When parents lead the family well in faith practices, they nurture their teens’ spiritual lives and become respected spiritual role models to them, writes Cheryl Ng from @FocusOnTheFamily. Yet, research has found that few Christian parents take spiritual leadership at home: 58% of Christian teens report that they don’t read the Bible with their parents, and about 41% don’t pray or worship together. What can we do to build our children’s faith through their teenage years, especially when they waver? 1. #Surrender to God I've learnt that we must trust the Holy Spirit to continue speaking in His still small voice through all the noise our teens face.
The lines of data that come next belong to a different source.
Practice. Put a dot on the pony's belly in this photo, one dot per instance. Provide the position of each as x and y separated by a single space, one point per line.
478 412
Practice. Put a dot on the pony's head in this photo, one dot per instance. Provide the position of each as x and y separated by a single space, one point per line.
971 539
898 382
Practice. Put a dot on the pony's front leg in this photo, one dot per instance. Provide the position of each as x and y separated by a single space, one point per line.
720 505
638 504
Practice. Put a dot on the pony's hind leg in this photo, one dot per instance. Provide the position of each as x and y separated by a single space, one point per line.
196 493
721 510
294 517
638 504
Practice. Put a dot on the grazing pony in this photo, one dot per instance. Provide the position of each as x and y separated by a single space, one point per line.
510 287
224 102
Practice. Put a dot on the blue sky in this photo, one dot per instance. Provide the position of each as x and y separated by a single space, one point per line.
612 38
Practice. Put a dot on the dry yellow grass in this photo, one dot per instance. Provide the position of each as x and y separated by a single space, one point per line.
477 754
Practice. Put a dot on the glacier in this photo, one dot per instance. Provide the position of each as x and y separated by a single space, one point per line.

Even as they grapple with issues we ourselves sometimes struggle to answer, God will reveal Himself to them. 2. Spend #time with them Showing them that we love and want to spend time with them even when they’re rebelling is an act of #grace; this is inspired by the same grace that God shows us when we continue to assert our human will over His. We can demonstrate God’s unconditional love that we’ve been telling them about. 3. #Connect with them It’s always good to find out what’s troubling them, but we also give them the time they need to process their issues and let them come to us when they are ready to talk. When the time is right and they are receptive, we encourage them with a biblical perspective. 4. #Pray for them We call family prayer our family conversation with God. We endeavour to stay connected with our maturing adults so that they witness God’s grace in our lives and family. By His providence, we continue to model authenticity in our faith — from the importance and commitment we place on our relationship with God, even through the dry and weary seasons. Our #children are such a #blessing from the Lord, and He deeply loves and cares for them. It is our prayer that they will naturally see His goodness and faithfulness, aspiring to discover as much in their own faith.